Market news
25.10.2019, 14:59

CBR cuts key rate to 6.5% - ING

Dmitry Dolgin, the chief economist at ING, notes the Bank of Russia (CBR) has cut its key rate by 50bp to 6.5%, on the dovish side of analyst consensus but in line with more aggressive market expectations. 

  • "In our view, the CBR has increased the step from 25 to 50 bp today to highlight a material improvement in its near to medium-term inflationary expectations. Looking at the commentary, we see the CBR has:

  1. dropped the 'heightened inflationary expectations' phrase from the headline statement. Later, the text mentioned a disinflationary shift in the balance of near-term risks,
  2. lowered the YE2019 CPI forecast by 0.8pps from 4.0-4.5% to 3.2-3.7%,
  3. lowered the YE2020 CPI forecast by c.0.3pps from 4.0% to 3.5-4.0%,
  4. mentioned the increased role of weak demand on the CPI slowdown, which is helped by tighter-than-expected budget spending.
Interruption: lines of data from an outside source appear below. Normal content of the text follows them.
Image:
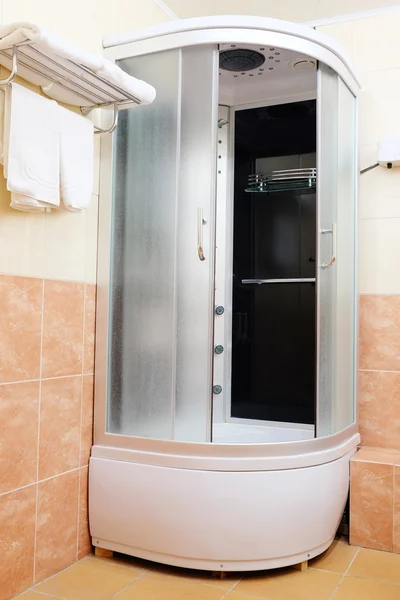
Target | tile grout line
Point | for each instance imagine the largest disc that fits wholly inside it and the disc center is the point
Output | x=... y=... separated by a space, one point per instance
x=232 y=588
x=38 y=436
x=394 y=502
x=34 y=587
x=45 y=594
x=377 y=371
x=23 y=487
x=344 y=574
x=80 y=422
x=129 y=585
x=47 y=378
  • We welcome the adjustment of the CBR's CPI expectations to reality and acknowledge that our own YE19 and YE20 CPI forecasts of 3.7% YoY and 4.0% YoY respectively seem conservative. We believe there are two key internal reasons why the CBR is now more confident in the favourable CPI trend:

  1. The government is struggling with allocating planned CAPEX spending; overall spending growth is 6% YoY as of 9M19 vs. 9% YoY according to the annual plan; As of 9M19, National Projects account for only 53% of the annual plan; local investments of the National Wealth Fund will be limited to 0.2-0.4% GDP in 2020; the ability to fulfil public spending plans next year are uncertain,
  2. Households are showing more signs of returning back to savings mode, with retail trade decelerating over four consecutive months amid a gradual acceleration of retail deposit growth.

  • The tone of the CBR commentary does little to suggest we are at the end of the easing cycle, and we continue to see scope for more reductions, at least until the lower bound of the indicated neutral key rate range of 6.0-7.0% in 1H20. At the same time, there is no guarantee that the next cut will take place in December. The near-term guidance is as follows: "If the situation develops in line with the baseline forecast, the Bank of Russia will consider the necessity of further key rate reduction at one of the upcoming Board of Directors’ meetings".
  • This is exactly in line with the wording accompanying the September decision, which prompted expectations of an unchanged key rate in October (those were later adjusted materially by verbal interventions from the CBR management).
  • We also believe there is still no urgency to cut the key rate. Obstacles to GDP growth are related more to the budget and structural policy, and it would be more beneficial for the bond market to start the new year with an expected net OFZ placement of RUB 1.7 tr, with a higher rather than lower scope for key rate cuts."